Thread: memory strangeness (fwd)
Hiya. I've installed Postgres 7.2 on a dedicated FreeBSD system with 384 MB RAM. Because the system will be doing nothing except PG, I'd like to dump as much memory as possible into PG's shared memory. I rebuilt the kernel with very large limits: 330 MB on the MAXDSIZ and DFLDSIZ, and 330 MB for SHMMAXPAGES. This gives me: # sysctl kern.ipc.shmall kern.ipc.shmall: 42240 # sysctl kern.ipc.shmmax kern.ipc.shmmax: 346030080 I still cannot set PG's shared_buffers higher than 20000 (160 MB): IpcMemoryCreate: shmget(key=8971001, size=183017472, 03600) failed: Cannot allocate memory This error usually means that PostgreSQL's request for a shared memory segment exceeded available memory or swap space.

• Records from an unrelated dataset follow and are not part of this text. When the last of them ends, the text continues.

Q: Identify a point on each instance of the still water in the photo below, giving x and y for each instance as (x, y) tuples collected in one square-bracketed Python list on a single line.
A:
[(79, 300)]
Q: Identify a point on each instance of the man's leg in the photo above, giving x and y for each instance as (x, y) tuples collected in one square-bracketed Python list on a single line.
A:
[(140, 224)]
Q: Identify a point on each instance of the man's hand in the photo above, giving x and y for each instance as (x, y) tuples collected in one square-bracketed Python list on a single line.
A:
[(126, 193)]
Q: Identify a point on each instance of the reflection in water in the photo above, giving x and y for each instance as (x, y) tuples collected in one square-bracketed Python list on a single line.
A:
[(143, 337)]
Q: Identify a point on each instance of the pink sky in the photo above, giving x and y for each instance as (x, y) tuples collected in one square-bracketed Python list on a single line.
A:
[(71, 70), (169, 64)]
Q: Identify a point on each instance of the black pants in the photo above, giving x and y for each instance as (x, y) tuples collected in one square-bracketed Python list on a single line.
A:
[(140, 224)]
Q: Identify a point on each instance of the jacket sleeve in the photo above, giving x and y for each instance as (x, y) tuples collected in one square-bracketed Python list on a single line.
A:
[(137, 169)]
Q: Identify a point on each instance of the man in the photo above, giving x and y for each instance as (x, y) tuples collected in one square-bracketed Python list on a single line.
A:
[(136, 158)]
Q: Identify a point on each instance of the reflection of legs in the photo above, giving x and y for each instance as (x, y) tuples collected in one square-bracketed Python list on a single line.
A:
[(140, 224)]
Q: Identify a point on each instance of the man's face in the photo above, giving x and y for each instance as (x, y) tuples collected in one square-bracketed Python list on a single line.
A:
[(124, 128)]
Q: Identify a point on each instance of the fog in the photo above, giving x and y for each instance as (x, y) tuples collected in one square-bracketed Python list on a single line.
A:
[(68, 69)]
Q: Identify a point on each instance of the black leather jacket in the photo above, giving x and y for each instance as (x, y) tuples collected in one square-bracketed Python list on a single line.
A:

To reduce the request size (currently 183017472 bytes), reduce PostgreSQL's shared_buffers parameter (currently 22000) and/or its max_connections parameter (currently 5). That I'm out of RAM seems fishy, though, since there's very little running and vmstat reports plenty of free RAM: procs memory page disks faults cpu r b w avm fre flt re pi po fr sr ad0 ad3 in sy cs us sy id 0 0 0 8484 353908 1 0 0 0 2 0 2 0 231 5 5 0 0 100 Any ideas as to what I missed?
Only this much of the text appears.